Перед самой «психушкой» квартировал я у одной сердобольной женщины где-то в линиях на Васильевском острове (тогдашнее мое горячечное состояние духа не позволяло запомнить адрес благотворительницы более отчетливо). Со всей определенностью знаю лишь о том, что выход в свет «Тишины» отмечали мы вдвоем с этой смутной женщиной, сидя глубокой ночью друг против друга, и наверняка молчали, так как за стеной к тому времени в огромной коммунальной квартире все уже давно и чутко спали.
Утром при посещении общественного туалета с удивлением обнаружил я в этом укромном месте экземпляр своей «Тишины», прибитый гвоздем к стене возле порожнего полотняного мешочка для туалетной бумаги.
Как выяснилось в дальнейшем, отмечали мы выход книжки не вдвоем, а втроем. Какое-то время за нашим столом присутствовал еще один человек-призрак. Сосед по квартире, с которым приютившая меня женщина поддерживала дружественные отношения. Был он по профессии художник, окончил некогда Академию художеств. Рисовал преимущественно деревья. «Портреты деревьев», как сам он комментировал свой труд. Но чаще прочих рисовал он дерево, стоящее в каменном колодце двора напротив единственного оконца в жилище художника. Мастерской у этого художника почему-то не было. А имелось именно жилище — жалкое, убогое и все ж таки замечательное, можно сказать — уникальное. Напоминало оно ствол шахты лифта: метров десять ввысь. Башня. Причем при одном окне, расположенном внизу, возле пола. А в вышине светилась одинокая лампочка без абажура. Далекая, как ночная звезда. И еще: у художника не было руки. По плечо. Оторвало в послевоенное время, когда он подростком ковырял мину где-то под Ленинградом. Странный художник. Затаившийся в себе, в своих пристрастиях, обидах, надеждах. Молчаливый, с лицом, запорошенным синими точками — последствия взрыва.
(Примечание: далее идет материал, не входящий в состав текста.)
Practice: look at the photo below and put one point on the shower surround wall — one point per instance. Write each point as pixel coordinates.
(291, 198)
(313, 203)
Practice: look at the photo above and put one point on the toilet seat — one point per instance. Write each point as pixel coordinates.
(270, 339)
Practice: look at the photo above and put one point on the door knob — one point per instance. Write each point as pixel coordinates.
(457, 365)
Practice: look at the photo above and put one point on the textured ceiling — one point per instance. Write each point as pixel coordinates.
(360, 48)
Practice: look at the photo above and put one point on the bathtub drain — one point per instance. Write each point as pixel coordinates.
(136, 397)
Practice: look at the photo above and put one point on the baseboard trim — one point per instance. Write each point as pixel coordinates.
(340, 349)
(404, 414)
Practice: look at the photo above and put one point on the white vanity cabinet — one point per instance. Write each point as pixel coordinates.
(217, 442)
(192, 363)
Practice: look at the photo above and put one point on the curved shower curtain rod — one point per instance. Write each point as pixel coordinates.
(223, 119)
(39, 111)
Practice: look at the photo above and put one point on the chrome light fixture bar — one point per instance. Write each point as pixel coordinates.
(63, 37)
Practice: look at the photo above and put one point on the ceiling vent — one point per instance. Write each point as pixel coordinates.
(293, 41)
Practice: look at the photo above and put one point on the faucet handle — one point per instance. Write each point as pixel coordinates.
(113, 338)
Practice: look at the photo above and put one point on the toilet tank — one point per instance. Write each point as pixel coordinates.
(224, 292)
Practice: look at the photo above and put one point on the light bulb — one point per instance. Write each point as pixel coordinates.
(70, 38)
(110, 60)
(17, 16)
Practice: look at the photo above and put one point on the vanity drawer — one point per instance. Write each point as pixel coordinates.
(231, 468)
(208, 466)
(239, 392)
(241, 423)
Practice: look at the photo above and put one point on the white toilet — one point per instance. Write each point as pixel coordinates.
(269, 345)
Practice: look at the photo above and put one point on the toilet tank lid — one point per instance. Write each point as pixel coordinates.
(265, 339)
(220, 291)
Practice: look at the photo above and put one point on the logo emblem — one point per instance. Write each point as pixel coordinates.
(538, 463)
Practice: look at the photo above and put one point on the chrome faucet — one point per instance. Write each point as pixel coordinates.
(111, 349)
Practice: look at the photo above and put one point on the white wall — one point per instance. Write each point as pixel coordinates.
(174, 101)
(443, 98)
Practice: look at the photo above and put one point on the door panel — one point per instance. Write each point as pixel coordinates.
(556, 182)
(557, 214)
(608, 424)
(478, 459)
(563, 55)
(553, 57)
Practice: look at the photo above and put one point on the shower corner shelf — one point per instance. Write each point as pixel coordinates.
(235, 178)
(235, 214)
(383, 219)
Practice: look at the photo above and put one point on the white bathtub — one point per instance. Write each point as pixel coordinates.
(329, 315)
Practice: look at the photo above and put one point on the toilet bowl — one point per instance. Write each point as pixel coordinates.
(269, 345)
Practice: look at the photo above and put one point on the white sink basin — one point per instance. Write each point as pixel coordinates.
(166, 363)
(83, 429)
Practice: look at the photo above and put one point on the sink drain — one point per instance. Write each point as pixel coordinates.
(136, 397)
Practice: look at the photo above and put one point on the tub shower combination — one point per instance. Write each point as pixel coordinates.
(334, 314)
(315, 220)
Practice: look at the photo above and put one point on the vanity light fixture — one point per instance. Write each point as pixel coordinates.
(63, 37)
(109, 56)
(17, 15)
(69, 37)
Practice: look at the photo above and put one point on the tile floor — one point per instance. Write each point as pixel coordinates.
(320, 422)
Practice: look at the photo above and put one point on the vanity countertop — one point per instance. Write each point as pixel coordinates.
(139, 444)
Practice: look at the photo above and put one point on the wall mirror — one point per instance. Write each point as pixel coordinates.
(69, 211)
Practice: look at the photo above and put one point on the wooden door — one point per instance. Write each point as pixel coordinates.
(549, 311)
Не имевший к тому же «своей руки» среди влиятельных лиц, которые обеспечивают художников мастерскими.
Оказалось, что я подарил ему «Тишину» еще с вечера, а утром он пригвоздил ее к стене туалета. И меня, помнится, более всего поразило то, как умудрился он прибить ее, владея одной рукой, в которой и молоток, и гвоздь, и книга.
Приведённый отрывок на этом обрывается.